A limit describes what value a function approaches as its input gets closer and closer to some value — without necessarily reaching it. Limits are the foundation of calculus: every derivative and every integral is defined using a limit.

In this lesson

  1. The intuition behind limits
  2. Limit notation
  3. One-sided limits
  4. Infinite limits and asymptotes
  5. Why limits matter for calculus

1 The Intuition Behind Limits

Imagine walking toward a wall. You get closer and closer — halving the distance each step. You approach the wall, but in this thought experiment you never actually touch it. A limit describes that approach: what value are you getting closer to, regardless of whether you arrive?

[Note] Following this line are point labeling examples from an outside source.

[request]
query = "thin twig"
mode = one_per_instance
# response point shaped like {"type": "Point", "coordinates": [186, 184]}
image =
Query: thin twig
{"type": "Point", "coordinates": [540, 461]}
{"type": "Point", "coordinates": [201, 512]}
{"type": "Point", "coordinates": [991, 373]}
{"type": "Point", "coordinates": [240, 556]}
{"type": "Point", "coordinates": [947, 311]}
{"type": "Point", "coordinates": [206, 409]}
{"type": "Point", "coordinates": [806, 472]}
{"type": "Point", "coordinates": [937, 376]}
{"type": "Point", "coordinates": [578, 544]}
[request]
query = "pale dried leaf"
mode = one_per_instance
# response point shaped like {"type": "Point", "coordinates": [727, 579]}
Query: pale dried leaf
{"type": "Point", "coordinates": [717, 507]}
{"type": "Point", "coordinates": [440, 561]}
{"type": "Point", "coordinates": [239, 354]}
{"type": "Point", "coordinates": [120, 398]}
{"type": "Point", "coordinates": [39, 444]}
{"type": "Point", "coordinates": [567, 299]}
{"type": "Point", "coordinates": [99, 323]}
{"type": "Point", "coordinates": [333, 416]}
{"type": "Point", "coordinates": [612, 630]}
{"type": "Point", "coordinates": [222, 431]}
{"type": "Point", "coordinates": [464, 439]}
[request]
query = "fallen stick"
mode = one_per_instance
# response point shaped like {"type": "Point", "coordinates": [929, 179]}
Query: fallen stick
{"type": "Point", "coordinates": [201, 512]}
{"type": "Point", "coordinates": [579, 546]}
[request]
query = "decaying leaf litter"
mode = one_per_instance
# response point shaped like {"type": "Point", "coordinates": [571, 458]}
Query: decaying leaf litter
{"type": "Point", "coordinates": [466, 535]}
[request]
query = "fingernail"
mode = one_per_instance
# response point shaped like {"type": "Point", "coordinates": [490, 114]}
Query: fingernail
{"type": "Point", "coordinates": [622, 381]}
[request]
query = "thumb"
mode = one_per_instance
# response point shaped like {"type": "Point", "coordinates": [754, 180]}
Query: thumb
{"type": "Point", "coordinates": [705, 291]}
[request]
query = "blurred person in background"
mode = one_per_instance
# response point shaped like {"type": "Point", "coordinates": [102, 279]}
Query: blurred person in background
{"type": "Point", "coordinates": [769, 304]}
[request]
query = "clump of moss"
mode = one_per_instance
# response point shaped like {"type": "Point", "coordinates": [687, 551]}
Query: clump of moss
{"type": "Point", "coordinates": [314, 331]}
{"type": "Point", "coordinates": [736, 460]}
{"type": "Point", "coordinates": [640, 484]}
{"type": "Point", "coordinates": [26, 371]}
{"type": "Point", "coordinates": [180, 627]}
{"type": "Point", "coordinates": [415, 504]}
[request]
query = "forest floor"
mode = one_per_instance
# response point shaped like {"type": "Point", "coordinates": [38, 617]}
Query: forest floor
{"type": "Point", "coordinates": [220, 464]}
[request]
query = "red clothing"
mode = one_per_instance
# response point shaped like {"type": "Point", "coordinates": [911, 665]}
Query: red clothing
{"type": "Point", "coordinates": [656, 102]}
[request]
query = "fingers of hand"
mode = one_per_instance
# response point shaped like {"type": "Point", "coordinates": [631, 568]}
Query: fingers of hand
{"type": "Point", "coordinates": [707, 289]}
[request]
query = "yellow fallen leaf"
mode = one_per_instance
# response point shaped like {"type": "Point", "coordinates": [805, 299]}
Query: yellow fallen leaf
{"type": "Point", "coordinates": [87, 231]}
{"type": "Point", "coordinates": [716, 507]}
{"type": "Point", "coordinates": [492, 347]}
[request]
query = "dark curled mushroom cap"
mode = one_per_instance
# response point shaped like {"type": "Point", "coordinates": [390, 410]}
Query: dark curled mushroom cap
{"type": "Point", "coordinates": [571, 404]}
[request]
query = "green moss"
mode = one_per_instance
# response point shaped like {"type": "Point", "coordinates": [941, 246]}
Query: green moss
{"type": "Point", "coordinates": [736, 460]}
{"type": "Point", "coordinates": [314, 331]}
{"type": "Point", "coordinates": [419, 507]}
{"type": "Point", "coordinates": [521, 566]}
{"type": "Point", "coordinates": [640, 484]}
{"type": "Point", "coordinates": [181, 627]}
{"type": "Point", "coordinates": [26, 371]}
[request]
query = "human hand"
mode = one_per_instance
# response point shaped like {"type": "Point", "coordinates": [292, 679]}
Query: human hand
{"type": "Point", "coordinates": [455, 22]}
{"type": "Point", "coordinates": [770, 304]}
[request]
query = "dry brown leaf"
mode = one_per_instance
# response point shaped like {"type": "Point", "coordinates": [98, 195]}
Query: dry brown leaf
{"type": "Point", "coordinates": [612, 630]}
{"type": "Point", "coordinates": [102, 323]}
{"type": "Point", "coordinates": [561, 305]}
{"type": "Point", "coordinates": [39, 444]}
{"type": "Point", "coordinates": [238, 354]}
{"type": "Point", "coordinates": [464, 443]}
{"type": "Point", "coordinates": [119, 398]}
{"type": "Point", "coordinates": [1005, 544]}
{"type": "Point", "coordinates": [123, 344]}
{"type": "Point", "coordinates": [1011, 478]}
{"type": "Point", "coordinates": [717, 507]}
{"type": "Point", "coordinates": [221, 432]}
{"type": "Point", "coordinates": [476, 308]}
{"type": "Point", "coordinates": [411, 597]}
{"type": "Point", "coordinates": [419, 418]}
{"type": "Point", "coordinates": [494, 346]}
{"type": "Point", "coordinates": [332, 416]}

Consider the function f(x) = (x² − 1)/(x − 1). At x = 1 this is 0/0, which is undefined. But what happens as x gets close to 1? Factoring: (x²−1)/(x−1) = (x+1)(x−1)/(x−1) = x+1 (when x ≠ 1). So as x → 1, f(x) → 2. The function has a "hole" at x=1 but approaches 2 from both sides.

The Key Distinction

The limit of f(x) as x→a describes what f(x) approaches, not what f(a) equals. The function doesn't need to be defined at x=a for the limit to exist. This distinction — approaching vs arriving — is what makes limits powerful.

2 Limit Notation

lim(x→a) f(x) = L reads: "the limit of f(x) as x approaches a equals L."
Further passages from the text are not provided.